Why Do White Writers Keep Fictionalizing Black Experiences?

Photo Illustration by Amanda Suarez/Culture Trip
Photo Illustration by Amanda Suarez/Culture Trip | Source: Jamelle Bouie/Flickr

One of last year’s bestselling novels envisioned a future where slavery is still legal and an airline serves as a latter-day Underground Railroad. But what are the implications when that kind of story is written by a white writer?
Steve McQueen dedicated the Best Picture Oscar for 12 Years a Slave, his adaptation of Solomon Northup’s harrowing 1853 memoir, not just to the countless victims of slavery in eras past but the 21 million “who still suffer slavery today.” The latest data from the World Slavery Index doubles that figure: 45.8 million enslaved in 167 countries, nearly all of which have laws against it. About 12.5 million Africans were captured and transported to the New World in chains over three centuries of American slavery; nearly 2 million did not survive the inhuman trip. Still, some white people scoff at reparations because slavery was “hundreds of years ago.”

The numbers are only numbers, and may obscure the cruelties they aim to describe, the magnitude of misery. McQueen’s point was that slavery is a continuous, expanding evil, which is why narratives like Northup’s (and Tubman’s and Douglass’) didn’t just become powerful salvos in the abolitionist movement—they resonate also in the age of Ferguson and Trump. They go beyond mere facts, putting a singular voice to atrocity. And as black America confronts the toxic legacy of life under white rule in police violence, mass incarceration, and disenfranchisement, black authors have taken these stories back from the white authors who like to borrow them.

It’s not just that classics like To Kill a Mockingbird and Adventures of Huckleberry Finn once again risk banishment from a school district due to their racial slurs. It’s that writers of color like Colson Whitehead, Paul Beatty, and John Keene are too good on this turf for a white novelist to compete. The past year was instructive: Whitehead’s The Underground Railroad took the National Book Award, and Beatty’s The Sellout became the first U.S. winner of the Man Booker Prize, while a hyped novel titled Underground Airlines seemed to fizzle. Its white author, Ben H. Winters, suddenly deleted the personal Twitter account he’d used to promote it.

Colson Whitehead

As a white writer myself, I found this failure interesting, and read Airlines with an eye toward tone-deaf detail and misguided messaging. I cringed often, but since I haven’t lived the black experience, any criticism of Winters’ (well-intentioned) racial politics here amounts to a clash of white consciousness.
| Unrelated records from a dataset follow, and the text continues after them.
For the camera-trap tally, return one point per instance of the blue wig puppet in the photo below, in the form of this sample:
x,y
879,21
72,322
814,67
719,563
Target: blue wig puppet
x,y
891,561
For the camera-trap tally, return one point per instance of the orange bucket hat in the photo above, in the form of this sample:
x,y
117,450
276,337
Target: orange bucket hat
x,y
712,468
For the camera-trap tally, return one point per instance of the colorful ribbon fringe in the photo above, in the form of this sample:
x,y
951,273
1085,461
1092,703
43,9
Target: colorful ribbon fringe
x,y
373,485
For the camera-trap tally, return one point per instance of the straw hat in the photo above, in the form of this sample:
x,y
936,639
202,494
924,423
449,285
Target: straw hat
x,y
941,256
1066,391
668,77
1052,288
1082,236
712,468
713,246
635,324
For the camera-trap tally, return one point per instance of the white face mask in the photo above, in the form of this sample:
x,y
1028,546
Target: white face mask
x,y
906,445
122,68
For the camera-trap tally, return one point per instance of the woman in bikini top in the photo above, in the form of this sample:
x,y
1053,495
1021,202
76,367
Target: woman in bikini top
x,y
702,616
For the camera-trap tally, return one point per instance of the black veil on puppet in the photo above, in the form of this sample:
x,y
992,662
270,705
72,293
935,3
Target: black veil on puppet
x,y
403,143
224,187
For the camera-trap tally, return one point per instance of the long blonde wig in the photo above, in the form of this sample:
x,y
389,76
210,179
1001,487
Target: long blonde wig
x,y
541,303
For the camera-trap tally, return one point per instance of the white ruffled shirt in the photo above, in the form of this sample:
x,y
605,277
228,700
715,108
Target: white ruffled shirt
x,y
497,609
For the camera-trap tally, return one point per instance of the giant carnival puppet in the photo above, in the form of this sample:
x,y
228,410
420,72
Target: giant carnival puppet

Thanks to the novel’s essential marketability by way of controversy—the action takes place in the not-entirely-alternate reality of a 21st-century United States that never endured the Civil War, narrated by an escaped slave forced into service as a government slave-catcher—we’re stuck debating not the quality of Winters’ work but whether it should exist.

That’s as far as most readers got with Airlines, unhappy that Winters was commended for his audacity in piggybacking on Octavia Butler and Samuel Delany. Then came Railroad, literalizing metaphor (Cora, a teenage slave, must navigate actual train tracks to freedom) and edging into phantasmagoria that grasps at the soul of American trauma. Opening with Cora’s grandmother’s abduction—she “had never seen the ocean before that bright afternoon in the port of Ouidah and the water dazzled after her time in the fort’s dungeon”—Whitehead swiftly takes us to her death “in the cotton, the bolls bobbing around her like whitecaps on the brute ocean.”

It was the shock premise of Airlines, of course, that landed a TV deal, with Winters on script duty. Again I’m in the awkward position of somewhat muzzling my white outrage and cynicism, but I suppose we can give him credit for at least making his a black character’s story, where Mark Twain and Harper Lee deployed Jim and Tom Robinson in the mode of the “magical negro” described by Spike Lee. On the other hand, it’s dismaying that he recalled, in “casting around for his next project,” continually returning to headlines about Trayvon Martin, and thereby took on the ghastly thought experiment of surveillance-era confederate states.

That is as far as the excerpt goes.